First, my definition of a system is "any trading methodology." In trading, while you can't predict the short term, as in the next number of trades, the long term is relatively predicable regarding the probabilities over the longer term. Especially as the number of trials or signals grows (the Law Of Large numbers).
Example: Las Vegas, or now any profitable casino. How can corporations justify spending billions on lavish hotels, amenities, shows that lose money, and other items year after year? The answer: these firms know that over many trials (bets/wagers) they will take in at least 4.5% of every dollar wagered. Thats 4.5cents per dollar. Not a lot right? Imaging how many dollars are wagered per day in your average casino. That adds up to millions and billions of dollars per year. Thats after everyone is paid out: the jackpot winners, the average winners, etc etc.
Second, while casinos don't know what will happen on the next roll of the dice or the next hand, they don't need to. Just like in trading, you DO NOT NEED TO KNOW WHAT IS GOING TO HAPPEN NEXT IN ORDER TO MAKE MONEY. All that casinos and any successful trader needs to know is the expectation of his system over time, over many trials. When you are a good trader, you behave like the Casino owners and you pick trading methodologies that put the odds in your favor.
Conversely, if you don't know the expecatation of your trading methodology, then you may not have the confidence to trade your system the same regardless of the outcome of any independent event. This is where so many traders blow up. They freak out after a series of losing trades and change their trading method. When in fact, if the system has been defined and tested, this could be part of a very profitable methodology. YOU TRADERS OUT THERE KNOW WHO YOU ARE. But overall, even the change in trading behavior is still part of that trader's "system", the system is just not a very profitable one.
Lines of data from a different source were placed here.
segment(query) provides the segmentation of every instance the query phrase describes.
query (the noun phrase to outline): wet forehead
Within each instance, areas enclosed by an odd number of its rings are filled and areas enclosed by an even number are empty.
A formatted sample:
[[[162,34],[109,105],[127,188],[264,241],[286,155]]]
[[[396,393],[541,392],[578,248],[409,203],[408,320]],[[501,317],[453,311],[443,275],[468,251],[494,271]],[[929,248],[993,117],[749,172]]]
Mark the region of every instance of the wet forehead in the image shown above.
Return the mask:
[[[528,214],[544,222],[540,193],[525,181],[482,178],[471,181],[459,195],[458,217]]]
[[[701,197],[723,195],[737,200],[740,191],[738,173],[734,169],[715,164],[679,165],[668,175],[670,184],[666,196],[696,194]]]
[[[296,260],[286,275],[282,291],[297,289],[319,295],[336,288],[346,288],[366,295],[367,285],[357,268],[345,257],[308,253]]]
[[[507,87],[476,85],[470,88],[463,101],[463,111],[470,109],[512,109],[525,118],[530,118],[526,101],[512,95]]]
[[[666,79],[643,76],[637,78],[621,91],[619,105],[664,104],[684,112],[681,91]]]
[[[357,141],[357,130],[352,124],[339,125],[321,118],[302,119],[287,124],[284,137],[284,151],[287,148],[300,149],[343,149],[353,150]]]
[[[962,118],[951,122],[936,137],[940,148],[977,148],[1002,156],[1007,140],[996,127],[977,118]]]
While the future cannot be predicted in a case by case manner, in the long run statistical probabilities do work. Another example is in the insurance industry. Do you think the insurance companies could stay in business if their risk profiles of customers didn't pan out to be true in the long run? The answer is no. Its true that some do go out of business, but the best tend to stay in business cause they know the probabilities. And when the probabilities change, they change their systems. Again, we see the value of statistical tools in seemingly random(short term) events.
Why do I spend time posting consistently this information, when there are so many who love to refute it. I can tell you, its not not for you guys who want to argue against me. Thats a losing battle that I don't want to pour energy into. Its really for me and perhaps the few who will eventually get it. For me, its a constant reminder that I am playing against people who have either no idea or a vague idea about statistical reliability. I make more money when I get better at it as well. Those who argue against are the ones that I am preparing to take money from.
At the end of the day, I take money from those who don't understand and apply this principle.